Rotating a 3rd person camera toward a target

Question

I have a 3rd person camera that doesn't look directly at the player but somewhere in front of him.

When the user enter shooting mode, I want the camera to turn around the player to face the target.

In the image above. "O" is the player (Origin), "L" is the lookat, "C" is the camera position and "T" is the target. I want to rotate the lookat line C->L so that it passes by T (C'->L'->T') around the Origin ("O").

Basically I need to find the angle alpha that I put in red in the picture.

I store my camera position in a structure like such :

struct CameraTarget {
     Quaternion absoluteRotation;
     Vec3 absolutePosition;
     Vec3 cameraOffset;
     Vec3 lookatOffset;
     float FOV;
}

So if I could find the angle I'm looking for I could do something like :

cam->absoluteRotation = cam->absoluteRotation * alpha;

To get the player to always look at the target.

If the lookat was passing by the Origin I could simply do

Vec3 origDir = cam->lookAtOffset - cam->absolutePosition;
origDir.normalize();
Vec3 newDir = cam->target - cam->absolutePosition;
newDir.normalize();
Quaternion q(origDir, newDir); // from->to
cam->absoluteRotation = cam->absoluteRotation * q;

However in the diagram above this doesn't quite work since the rotation is offset from the Origin.

Answer 1

Answering to myself if it helps someone else one day :

SFDKT has the right idea about projecting the target point into the current camera look direction.

However, my biggest problem was finding this point P. Turned out that a bit of trigonometry managed to solve it.

Considering the triangle formed by the three points CPO :

1. Since I know the lengths LO, OC and CL I can calculate the angle at C.

2. Now I know the angle C and the length of OC and PO. Using the law of sines you can find the angle at O. (I found this website very useful for finding the missing angles)

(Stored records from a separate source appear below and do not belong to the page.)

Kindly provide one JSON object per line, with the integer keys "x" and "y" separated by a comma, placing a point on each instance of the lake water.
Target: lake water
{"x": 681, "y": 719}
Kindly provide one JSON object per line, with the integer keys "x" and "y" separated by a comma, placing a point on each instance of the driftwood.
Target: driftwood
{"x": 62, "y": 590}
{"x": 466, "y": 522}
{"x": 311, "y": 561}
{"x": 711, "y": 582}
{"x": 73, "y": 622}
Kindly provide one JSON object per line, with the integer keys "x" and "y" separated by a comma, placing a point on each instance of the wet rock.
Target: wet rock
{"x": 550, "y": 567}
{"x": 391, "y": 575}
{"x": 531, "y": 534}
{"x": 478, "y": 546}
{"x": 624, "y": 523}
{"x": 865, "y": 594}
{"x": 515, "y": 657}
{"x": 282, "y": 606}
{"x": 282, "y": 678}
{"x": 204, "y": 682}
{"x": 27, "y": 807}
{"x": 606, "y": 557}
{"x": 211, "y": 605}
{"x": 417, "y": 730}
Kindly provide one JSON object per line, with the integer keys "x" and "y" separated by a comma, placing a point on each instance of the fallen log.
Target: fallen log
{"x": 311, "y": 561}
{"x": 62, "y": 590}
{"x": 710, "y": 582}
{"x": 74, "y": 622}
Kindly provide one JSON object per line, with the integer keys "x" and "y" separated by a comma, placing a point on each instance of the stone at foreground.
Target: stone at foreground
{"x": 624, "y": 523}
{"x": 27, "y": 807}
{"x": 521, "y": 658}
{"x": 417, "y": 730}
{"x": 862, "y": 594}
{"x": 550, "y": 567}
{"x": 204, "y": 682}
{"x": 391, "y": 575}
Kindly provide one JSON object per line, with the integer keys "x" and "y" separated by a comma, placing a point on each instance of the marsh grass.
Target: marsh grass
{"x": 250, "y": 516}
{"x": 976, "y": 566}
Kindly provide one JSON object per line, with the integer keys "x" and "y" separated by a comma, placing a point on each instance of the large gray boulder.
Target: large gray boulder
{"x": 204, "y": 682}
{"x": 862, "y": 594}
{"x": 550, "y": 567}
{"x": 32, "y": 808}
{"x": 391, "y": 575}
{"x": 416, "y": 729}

3. Then I can find the last missing angle P and use again the law of Sines to find the length CP.

4. Take the look direction posC + normalized(CL) * lengthCP gives me the position of P.

5. Once I have P I can calculate the shortest rotation between OP and OT which gives me the quaternion I need to rotate my camera.

I did have a bit of trouble with unwanted roll in 3D but I just solved the problem with Z = 0 then calculated the missing pitch rotation to keep the camera's up vector straight.

Answer 2

this picture adds the symmetry needed to solve the question easier.

Just project L along the vector CL so that |P-O|=|T-O|.

Now it's obviously just two identical triangles (CPO and C'TO) rotated by your desired angle. I.E. ang(OT)-ang(OP)

C' and L' are both the same as C and L after rotating, about O, by the same amount.